Sans aucun doute. Cela nous permet de fluidifier la fréquentation, de prévoir nos heures de forte affluence, et d’accueillir encore mieux. Cela nous assure de la trésorerie d’avance, et le parcours client est différent, car il dépense plus en boutique, après la visite. Nous voulons le rendre accessible aux personnes qui ont des chèques-vacances, des bons de réduction, des entrées gratuites. Pour avancer, nous avons installé un compteur qui indique en temps réel le nombre de visiteurs.

Vous allez conserver des méthodes issues du Covid ?

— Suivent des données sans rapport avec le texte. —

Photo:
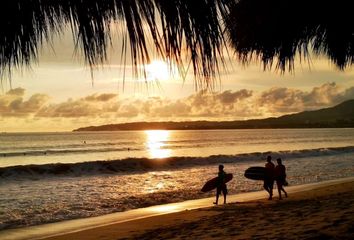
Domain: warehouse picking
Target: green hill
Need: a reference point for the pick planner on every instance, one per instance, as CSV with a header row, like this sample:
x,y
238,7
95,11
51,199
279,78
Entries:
x,y
341,115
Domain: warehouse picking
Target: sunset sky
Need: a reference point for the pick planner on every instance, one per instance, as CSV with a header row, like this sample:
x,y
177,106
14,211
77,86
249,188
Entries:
x,y
58,93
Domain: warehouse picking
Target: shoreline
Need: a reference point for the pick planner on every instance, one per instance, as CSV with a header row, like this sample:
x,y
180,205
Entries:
x,y
79,226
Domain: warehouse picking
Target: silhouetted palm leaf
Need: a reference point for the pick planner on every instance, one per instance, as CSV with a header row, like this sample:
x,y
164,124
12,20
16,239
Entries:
x,y
193,25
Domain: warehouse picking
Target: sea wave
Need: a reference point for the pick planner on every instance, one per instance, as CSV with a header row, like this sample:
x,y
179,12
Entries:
x,y
131,165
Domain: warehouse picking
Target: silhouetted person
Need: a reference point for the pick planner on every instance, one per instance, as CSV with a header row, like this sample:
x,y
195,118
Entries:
x,y
221,185
269,177
280,176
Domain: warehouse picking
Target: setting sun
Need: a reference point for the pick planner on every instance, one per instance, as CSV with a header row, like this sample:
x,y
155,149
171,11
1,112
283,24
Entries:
x,y
160,70
156,141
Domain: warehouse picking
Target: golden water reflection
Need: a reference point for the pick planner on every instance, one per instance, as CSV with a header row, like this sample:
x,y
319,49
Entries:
x,y
156,143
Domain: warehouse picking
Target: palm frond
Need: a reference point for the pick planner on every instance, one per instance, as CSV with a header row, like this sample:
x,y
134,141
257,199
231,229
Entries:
x,y
193,25
276,30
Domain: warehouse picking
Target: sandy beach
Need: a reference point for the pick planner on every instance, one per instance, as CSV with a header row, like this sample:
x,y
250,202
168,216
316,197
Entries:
x,y
325,212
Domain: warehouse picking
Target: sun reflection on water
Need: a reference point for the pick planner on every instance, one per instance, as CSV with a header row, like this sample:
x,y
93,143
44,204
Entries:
x,y
156,143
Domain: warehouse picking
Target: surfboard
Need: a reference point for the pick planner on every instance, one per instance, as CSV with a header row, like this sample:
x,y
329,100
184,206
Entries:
x,y
211,184
255,173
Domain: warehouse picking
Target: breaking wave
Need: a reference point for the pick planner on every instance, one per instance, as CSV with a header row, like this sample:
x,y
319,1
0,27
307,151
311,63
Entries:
x,y
131,165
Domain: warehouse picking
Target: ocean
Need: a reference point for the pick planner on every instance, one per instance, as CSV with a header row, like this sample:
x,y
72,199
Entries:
x,y
49,177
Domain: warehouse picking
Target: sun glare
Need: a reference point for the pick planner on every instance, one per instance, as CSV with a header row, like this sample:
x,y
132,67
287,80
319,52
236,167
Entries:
x,y
156,141
160,70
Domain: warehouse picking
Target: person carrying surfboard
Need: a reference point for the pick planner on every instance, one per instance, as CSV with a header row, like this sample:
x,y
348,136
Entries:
x,y
280,176
221,185
269,177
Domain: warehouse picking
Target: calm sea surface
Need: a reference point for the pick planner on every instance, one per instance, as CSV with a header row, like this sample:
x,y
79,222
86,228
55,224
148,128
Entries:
x,y
71,147
144,168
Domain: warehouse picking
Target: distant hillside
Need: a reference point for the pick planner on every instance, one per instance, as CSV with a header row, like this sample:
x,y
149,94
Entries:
x,y
341,115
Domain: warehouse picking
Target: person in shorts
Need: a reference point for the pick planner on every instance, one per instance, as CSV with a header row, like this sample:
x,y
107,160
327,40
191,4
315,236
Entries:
x,y
269,177
280,177
221,185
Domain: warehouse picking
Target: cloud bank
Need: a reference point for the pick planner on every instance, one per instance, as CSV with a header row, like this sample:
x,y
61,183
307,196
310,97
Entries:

Ah oui ! Nous allons rester sur les visites chronodatées, car les gens apprécient, c’est super. Mais il y a aussi le service après-vente : les personnes sont ravies qu’on leur réponde au téléphone, c’est génial, ça fait du bien. Nous allons préserver cela, c’est un peu le retour de l’humain. Bien sûr, tout doit être facile en termes de réservations sur Internet, mais la relation chaleureuse, surtout au téléphone, est indispensable. C’est un bonheur. Les gens aiment que cela fonctionne facilement et rapidement sur Internet, mais dès qu’il y a un problème, ils veulent de la réactivité et de la chaleur humaine. Ce contact clientèle représente un travail supplémentaire pour nous, mais c’est un énorme avantage pour tous, les gens sont ravis, nous allons préserver cette méthode. Cela fait partie des bonnes pratiques que nous avons échangées avec l’Union des Conservateurs d’Aquariums (UCA).